Nutrie, c’è anche chi le protegge
Una lettera contesta il Comune di Covo

«Trovo altamente aberrante incivile quanto deliberato dalla vostra amministrazione di Covo decidendo di uccidere animali innocenti che di fatto sono diventati il capro espiatorio per l’incompetenza degli enti preposti alla tutela del territorio». Ecco come inizia una lettera – diffusa via email da diversi cittadini e inviata anche al Comune – sulla decisione di controllare la presenza delle nutrie sul territorio bergamasco.

«Prendere in giro i cittadini – si legge nel messaggio – dando la colpa a dei roditori quando il territorio è stato sfruttato, deturpato, rovinato e inquinato dall’uomo, è quanto di più infantile e provocatorio possa esserci». E ancora: «Distogliere l’attenzione pubblica, mentendo ai cittadini che dovrebbero sapere che la colpa per gli allagamenti e i terreni non più in grado di drenare sono delle isituzioni, colpevoli di aver rovinato e sfruttato quanto possibile».

«Deliberare e quindi legalizzare il maltrattamento animale è un reato - continua la lettera -. Permettere di impugnare un arma e sterminare vite innocenti, per non ammettere le proprie colpe, o imputando perdite economiche dell’agricoltura a questi animali è vergognoso.
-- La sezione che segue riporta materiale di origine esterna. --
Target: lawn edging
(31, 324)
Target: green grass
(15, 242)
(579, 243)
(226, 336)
L’uomo ha allevato le nutrie, i famosi castorini, per anni: le ha sfruttate, torturate, uccise, fatto pellicce guadagnando sulla sofferenza di questi poveri animali ed una volta deciso che tale mattanza non fruttava quanto dovuto, sempre l’uomo ha deliberatamente deciso di liberare i capi in eccesso». Ma nel frattempo: «Su quel territorio si è costruito senza metodo ne misura, modificando in tutto e per tutto l’equilibrio esistente ma ammettere le colpe, per le amministrazioni , non è contemplato».